Tip for working: when you see a frequency that came from a known Pythagorean fraction (like 3/2 or 9/8), either keep the fraction form or use high-precision decimals before converting to a fraction. That avoids mismatched simplified fractions.

Quick practice you can try

1. Start with C = 261.63. Multiply by 3/2 to get G; then multiply G by 3/2 and divide by 2 to get D; check those numbers against the fractions above.
2. Take C and divide by each note frequency to get decimals, then convert the decimal to a fraction — compare with the reciprocal of the Pythagorean fractions.

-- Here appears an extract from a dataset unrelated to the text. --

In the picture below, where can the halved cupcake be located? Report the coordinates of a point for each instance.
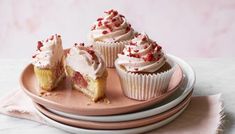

Teacher / Homeschool feedback (200 words) — Ally McBeal cadence

Dear homeschool parent/teacher — in the delightful cadence of Ally McBeal, I watch Pythagoras twirl the monochord and whisper: well done for guiding your 13‑year‑old through ratios and sound. This task maps neatly to ACARA v9 outcomes: calculating the Pythagorean scale and interval ratios. Strengths: your student used the monochord method and produced sensible frequencies; their scale closely matches Pythagorean tuning. Areas to tighten: converting decimals back into simplified fractions — several answers used approximate fractions (4/5, 3/5) instead of the exact reciprocals of Pythagorean ratios (8/9, 16/27, 128/243). Teaching tips: show the student how each musical frequency comes from multiplying C by a simple Pythagorean fraction (3/2, 9/8, 81/64, etc.) and then take reciprocals to get C:note interval ratios. Use one clear rounding rule for the whole exercise — Rounding Rule 1 (no rounding) preserves exact fractions when possible. Assessment suggestion: a short quiz asking students to produce three frequencies from C using 3/2 steps and to simplify three decimal ratios into fractions will confirm mastery. Encouragement: celebrate the pattern recognition — it’s exactly what mathematicians and musicians love. Keep the learning playful, and let curiosity lead the calculations; report back with questions and triumphs. Bravo, and stay curious.